The SCOV recognizes that this interpretation changes “the nature and standard of review in home detention determinations.” A trial court’s discretion to deny bail in cases punishable by life imprisonment is “extremely broad.” The SCOV notes that in home-detention determinations, the trial court has discretion, “but it must be exercised in accordance with certain standards.” The SCOV also notes, however, that in cases punishable by life imprisonment, the defendant essentially “has the burden to show that home detention should be ordered.”

The SCOV spends a few paragraphs knocking down the State’s it’s-really-a-bail-review-thing before it gets to the crux of this case.
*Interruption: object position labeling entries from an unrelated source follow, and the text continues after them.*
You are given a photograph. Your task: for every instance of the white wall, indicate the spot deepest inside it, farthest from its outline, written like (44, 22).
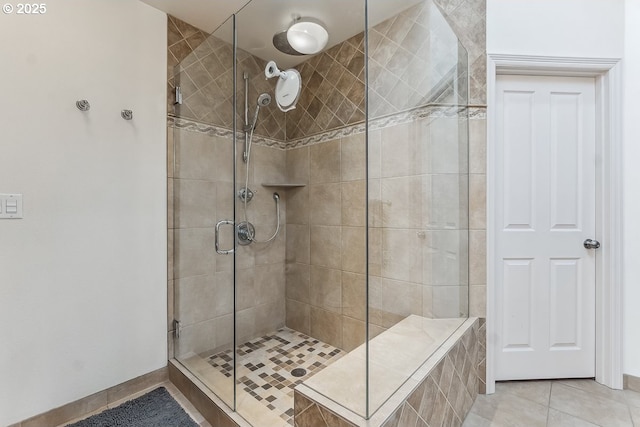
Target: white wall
(630, 191)
(83, 275)
(579, 28)
(589, 28)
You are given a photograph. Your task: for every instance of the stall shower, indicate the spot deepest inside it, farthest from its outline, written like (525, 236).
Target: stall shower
(318, 203)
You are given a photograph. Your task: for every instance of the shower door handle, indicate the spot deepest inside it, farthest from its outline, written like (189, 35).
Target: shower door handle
(218, 225)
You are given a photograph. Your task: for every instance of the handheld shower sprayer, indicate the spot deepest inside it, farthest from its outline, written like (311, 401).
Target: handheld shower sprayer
(272, 70)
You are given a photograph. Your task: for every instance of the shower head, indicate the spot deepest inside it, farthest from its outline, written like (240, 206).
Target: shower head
(264, 99)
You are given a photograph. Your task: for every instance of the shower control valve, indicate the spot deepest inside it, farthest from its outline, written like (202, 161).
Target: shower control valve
(245, 193)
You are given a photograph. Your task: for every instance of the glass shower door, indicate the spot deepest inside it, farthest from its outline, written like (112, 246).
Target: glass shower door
(202, 217)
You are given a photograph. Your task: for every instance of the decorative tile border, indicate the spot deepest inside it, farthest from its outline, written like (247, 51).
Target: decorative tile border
(421, 113)
(220, 132)
(478, 112)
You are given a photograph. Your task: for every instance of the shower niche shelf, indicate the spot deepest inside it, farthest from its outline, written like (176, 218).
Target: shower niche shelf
(284, 185)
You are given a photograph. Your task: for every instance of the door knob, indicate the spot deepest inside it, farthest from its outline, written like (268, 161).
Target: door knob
(591, 244)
The SCOV concludes that the “trial court’s decision in this case constitutes an abuse of discretion.” The trial court “did not properly consider the factors it was bound to consider under” the home-detention statute. The SCOV agrees with defendant that the trial court shouldn’t have considered the offense’s nature multiple times against defendant without articulating any factors specific to “defendant herself that weighed against her in the court’s reasoning.”

The trial court failed to give any weight to the prior convictions, history of violence, medical and mental health needs, and supervision history factors, which the SCOV notes, “in this case tended to support use of home detention.”

The SCOV also notes its concern that the trial “court grounded its decision on the way that DOC has chosen to discharge its responsibilities under the program.” The SCOV emphasizes that a person on home detention is just as much in the custody of the DOC as a person who’s incarcerated. Thus, while the safety of the public is a permissible factor to consider, it doesn’t “include second-guessing how the commissioner administers the home detention program.”

The SCOV’s parting shot is thus: “The Legislature has clearly articulated a preference for home detention, where appropriate, over pretrial incarceration lasting longer than seven days. It is the courts’ duty to implement that preference in the manner prescribed by the Legislature.”

And so the case is reversed and remanded. Defendant doesn’t necessarily get home detention because of it, but the path to it is there.